Lot 190
  • 190

A fine set of four Italian grey painted and parcel-gilt chairs, Milanese circa 1800

Estimate
20,000 - 30,000 GBP
bidding is closed

Description

each with a rectangular padded back with outward scrolled top-rail carved with flowers and leaves, above a square padded seat, the seat -rail carved with guilloche enclosing flowerheads, on leaf carved baluster turned tapering front legs and sabre rear legs, the seat rail with the inscription`.....Lioja Litta'  and with a paper label inscribed in ink; some minor retouching to painting and gilding

Provenance

Originally Palazzo Litta, Milan

Catalogue Note

Comparative Literature:
G. Morazzoni, Il Mobile Neoclassico Italiano, Milan, 1957 Tav CCCV.

These elegant chairs with a label from Palazzo Litta are comparable to an armchair, one of a suite illustrated by Morrazzoni, op. cit., which the author attributes to a Lombardy maker working at the Court of Viceroy Eugene de Beauharnais, in the Palazzo Reale, Milan, reproduced here in fig.1.

Also see Enrico Colle, Il Mobile neoclassico in Italia arredi e decorazioni d’interni dal 1775 al 1800, Milan, 2005, p. 356, no. 83, for a chair of similar conception with an acanthus leaf joining the rear legs to the side-rail as on the offered chairs, formerly in the Royal Palace in Milan and now in the Pinacoteca Brera, Milan. He states that the illustrated chair was probably designed by Levati.

Palazzo Litta:
In 1648, Count Bartolomeo Arese(1610-1674) commissioned the architect Francesco Maria Richini (1584-1658) to design the Palace.

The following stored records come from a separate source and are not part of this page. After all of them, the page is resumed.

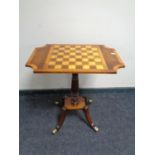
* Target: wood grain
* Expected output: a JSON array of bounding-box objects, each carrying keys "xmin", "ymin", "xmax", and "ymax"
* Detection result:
[{"xmin": 26, "ymin": 44, "xmax": 125, "ymax": 73}]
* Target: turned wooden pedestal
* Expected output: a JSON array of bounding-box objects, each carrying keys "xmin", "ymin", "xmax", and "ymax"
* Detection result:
[{"xmin": 52, "ymin": 74, "xmax": 99, "ymax": 134}]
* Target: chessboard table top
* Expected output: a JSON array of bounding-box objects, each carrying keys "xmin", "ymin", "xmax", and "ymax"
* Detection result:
[{"xmin": 26, "ymin": 44, "xmax": 125, "ymax": 73}]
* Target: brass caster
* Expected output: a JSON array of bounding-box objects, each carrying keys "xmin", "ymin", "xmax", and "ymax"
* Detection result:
[
  {"xmin": 54, "ymin": 101, "xmax": 60, "ymax": 105},
  {"xmin": 52, "ymin": 128, "xmax": 58, "ymax": 135},
  {"xmin": 88, "ymin": 99, "xmax": 93, "ymax": 104},
  {"xmin": 93, "ymin": 126, "xmax": 99, "ymax": 132}
]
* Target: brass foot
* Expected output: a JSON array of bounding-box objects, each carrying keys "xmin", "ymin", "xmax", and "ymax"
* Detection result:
[
  {"xmin": 92, "ymin": 126, "xmax": 99, "ymax": 132},
  {"xmin": 52, "ymin": 128, "xmax": 59, "ymax": 135}
]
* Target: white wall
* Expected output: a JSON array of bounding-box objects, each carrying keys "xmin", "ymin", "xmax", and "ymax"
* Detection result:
[{"xmin": 20, "ymin": 0, "xmax": 134, "ymax": 89}]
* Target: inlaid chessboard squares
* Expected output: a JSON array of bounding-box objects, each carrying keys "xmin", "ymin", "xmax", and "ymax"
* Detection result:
[{"xmin": 46, "ymin": 45, "xmax": 107, "ymax": 71}]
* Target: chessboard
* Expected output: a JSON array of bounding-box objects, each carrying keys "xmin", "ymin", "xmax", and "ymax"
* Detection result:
[{"xmin": 46, "ymin": 45, "xmax": 107, "ymax": 72}]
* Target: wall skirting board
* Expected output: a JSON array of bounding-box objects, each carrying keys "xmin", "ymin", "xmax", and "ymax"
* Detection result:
[{"xmin": 19, "ymin": 87, "xmax": 135, "ymax": 96}]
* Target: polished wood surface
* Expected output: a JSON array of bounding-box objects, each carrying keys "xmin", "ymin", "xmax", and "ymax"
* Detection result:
[{"xmin": 26, "ymin": 44, "xmax": 125, "ymax": 74}]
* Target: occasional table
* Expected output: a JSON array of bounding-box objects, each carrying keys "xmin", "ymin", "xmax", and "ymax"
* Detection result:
[{"xmin": 26, "ymin": 44, "xmax": 125, "ymax": 134}]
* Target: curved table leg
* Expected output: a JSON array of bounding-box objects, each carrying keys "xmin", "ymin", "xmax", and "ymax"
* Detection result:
[
  {"xmin": 83, "ymin": 106, "xmax": 99, "ymax": 132},
  {"xmin": 52, "ymin": 108, "xmax": 66, "ymax": 134}
]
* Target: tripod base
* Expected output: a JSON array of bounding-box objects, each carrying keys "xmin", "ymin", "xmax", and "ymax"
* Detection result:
[{"xmin": 52, "ymin": 96, "xmax": 99, "ymax": 134}]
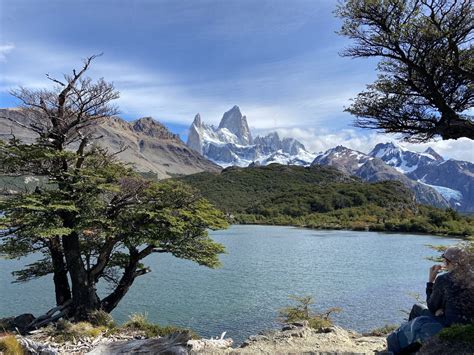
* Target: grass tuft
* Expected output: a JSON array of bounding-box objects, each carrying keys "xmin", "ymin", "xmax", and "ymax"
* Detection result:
[
  {"xmin": 439, "ymin": 323, "xmax": 474, "ymax": 344},
  {"xmin": 123, "ymin": 313, "xmax": 199, "ymax": 339},
  {"xmin": 364, "ymin": 324, "xmax": 398, "ymax": 337},
  {"xmin": 0, "ymin": 335, "xmax": 25, "ymax": 355}
]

The former was president of the senate and a well known political figure in the Dukedom of Lombardy. His political position justified the grandeur and the magnificence of his palazzo (Palazzo Arese-Borromeo-Litta). He had three children, but his son died very young and he married off his two daughters, one of whom married Conte Renato Borromeo.

During the 18th century, the prestige of the palace was very dependent on the power of the families Arese-Borromeo. During this period and under the influence of the Conte Renato and afterwards Comte Carlo Borromeo (1710-1778), many alterations to the garden were realised, the fountain was completed and an irrigation system and a windmill were also constructed. Painters such as Donetti, Marelli, Besozzi, Bellotto, Ceriati, Maggi, Zariata and sculptors as Anchelli, Persico, Brivio and Damiani were called upon to embellish the palace. The façade today is exactly as it was when it was built, between 1752 and 1763 by Francesco Bolli with the two Atlases upholding the doorway.